Industry’s most powerful universal SoC debug environment

1 min read

UltraSoC and Lauterbach have collaborated to create the industry’s most powerful, fully-featured independent system-on-chip (SoC) development and debug environment. The partnership brings together Lauterbach’s TRACE32 integrated, universal development system and UltraSoC’s on-chip debug and analytics IP, to ease the work of engineering teams creating advanced SoCs used in industries as diverse as mobile communications, automotive and the IoT.

The complexity of today’s silicon chips makes it difficult to understand the behaviour of the complete system. This can lead to chips that do not deliver the expected performance, or contain hard-to-find bugs, leading to extra engineering costs, products that miss their market window, and field failures.

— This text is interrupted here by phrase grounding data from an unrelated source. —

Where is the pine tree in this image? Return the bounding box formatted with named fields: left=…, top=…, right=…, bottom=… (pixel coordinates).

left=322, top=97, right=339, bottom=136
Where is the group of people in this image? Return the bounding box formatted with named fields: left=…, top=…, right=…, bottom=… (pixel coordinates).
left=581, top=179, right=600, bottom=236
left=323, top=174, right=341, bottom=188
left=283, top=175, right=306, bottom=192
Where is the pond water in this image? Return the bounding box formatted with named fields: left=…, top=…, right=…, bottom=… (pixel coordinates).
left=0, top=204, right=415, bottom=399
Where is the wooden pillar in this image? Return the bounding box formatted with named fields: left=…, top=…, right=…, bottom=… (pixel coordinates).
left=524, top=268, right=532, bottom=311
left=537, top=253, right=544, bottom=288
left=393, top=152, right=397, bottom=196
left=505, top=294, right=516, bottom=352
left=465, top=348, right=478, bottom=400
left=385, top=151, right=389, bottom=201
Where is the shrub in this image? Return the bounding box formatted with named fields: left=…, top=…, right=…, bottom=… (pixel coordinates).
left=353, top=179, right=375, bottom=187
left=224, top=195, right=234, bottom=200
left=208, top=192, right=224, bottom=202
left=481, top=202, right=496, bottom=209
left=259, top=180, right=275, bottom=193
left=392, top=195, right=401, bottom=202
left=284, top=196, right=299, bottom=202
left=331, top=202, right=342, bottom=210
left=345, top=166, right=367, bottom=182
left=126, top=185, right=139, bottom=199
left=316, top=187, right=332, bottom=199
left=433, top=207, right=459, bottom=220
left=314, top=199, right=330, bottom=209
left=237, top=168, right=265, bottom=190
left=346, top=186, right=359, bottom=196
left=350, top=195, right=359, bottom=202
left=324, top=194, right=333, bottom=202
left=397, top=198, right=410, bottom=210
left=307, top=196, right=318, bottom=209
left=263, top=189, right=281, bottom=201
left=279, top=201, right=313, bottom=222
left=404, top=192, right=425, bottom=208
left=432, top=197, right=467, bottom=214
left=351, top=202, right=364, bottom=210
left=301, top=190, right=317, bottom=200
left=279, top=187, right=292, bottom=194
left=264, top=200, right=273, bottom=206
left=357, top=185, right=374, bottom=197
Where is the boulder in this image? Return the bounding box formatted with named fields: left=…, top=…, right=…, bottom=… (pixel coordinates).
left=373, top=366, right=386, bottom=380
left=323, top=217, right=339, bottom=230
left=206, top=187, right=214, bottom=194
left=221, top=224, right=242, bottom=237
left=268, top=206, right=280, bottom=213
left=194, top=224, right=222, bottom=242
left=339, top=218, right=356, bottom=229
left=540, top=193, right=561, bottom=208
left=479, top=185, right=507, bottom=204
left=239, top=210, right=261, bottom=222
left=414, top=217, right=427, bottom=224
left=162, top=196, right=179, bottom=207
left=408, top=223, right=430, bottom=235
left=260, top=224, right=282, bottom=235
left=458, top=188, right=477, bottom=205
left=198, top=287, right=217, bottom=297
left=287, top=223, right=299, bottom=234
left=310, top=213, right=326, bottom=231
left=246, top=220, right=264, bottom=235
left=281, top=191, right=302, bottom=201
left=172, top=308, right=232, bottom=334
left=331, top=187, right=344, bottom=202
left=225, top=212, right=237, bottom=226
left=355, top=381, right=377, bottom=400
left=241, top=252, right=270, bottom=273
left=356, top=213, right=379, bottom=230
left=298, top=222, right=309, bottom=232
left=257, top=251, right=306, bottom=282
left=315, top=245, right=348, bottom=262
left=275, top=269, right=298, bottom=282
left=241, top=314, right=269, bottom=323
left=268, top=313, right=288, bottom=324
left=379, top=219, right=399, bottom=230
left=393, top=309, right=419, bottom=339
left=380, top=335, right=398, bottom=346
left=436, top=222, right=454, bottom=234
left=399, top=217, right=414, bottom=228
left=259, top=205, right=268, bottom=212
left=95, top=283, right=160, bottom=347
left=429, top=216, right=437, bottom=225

TRACE32 is a set of modular embedded development tools with integrated debug environments that is claimed to support all of the processor architectures commonly used in the market today. UltraSoC’s IP works inside the SoC itself, monitoring and analysing the real-world behaviour of any on-chip structure. TRACE32 and UltraSoC’s IP are said to give design teams complete visibility of the real-world behaviour of their devices – vital in the debugging process which can consume up to half of the total development effort for a typical SoC.

Norbert Weiss, head of sales and marketing at Lauterbach, said: “This integration allows users of our tools to gain an intimate understanding of the behaviour of the whole of the SoC, including all the on-chip structures such as busses and custom logic, in addition to our existing support for all of the common embedded processors.”

TRACE32 debug tools are claimed to provide quick, effective debugging for more than 80 processor architectures, with full support for the entire debug process, including run control, OS-support, multicore debugging and on-chip trace. The debugger supports multiple programming languages, most compilers and hosts, and a variety of multicore architectures. Interfacing the UltraSoC on-chip debug and analytics fabric with TRACE32 gives users control over the debug features of UltraSoC’s silicon IP, and access to the information generated by the company’s range of on-chip monitors and analytics engines.

As well as connecting externally with the debug host, the UltraSoC architecture includes an on-chip message-based interconnect, and allows monitoring of third party processor cores, buses or custom logic blocks. This ability to create a holistic, overarching development and analytics solution is key to solving the problems posed by heterogeneous multi-core SoCs running complex software.

Rupert Baines, UltraSoC CEO, said: “Both companies are committed to the concept of offering embedded designers a comprehensive range of high-quality IP-vendor-independent tools that they can use in developing their SoCs.”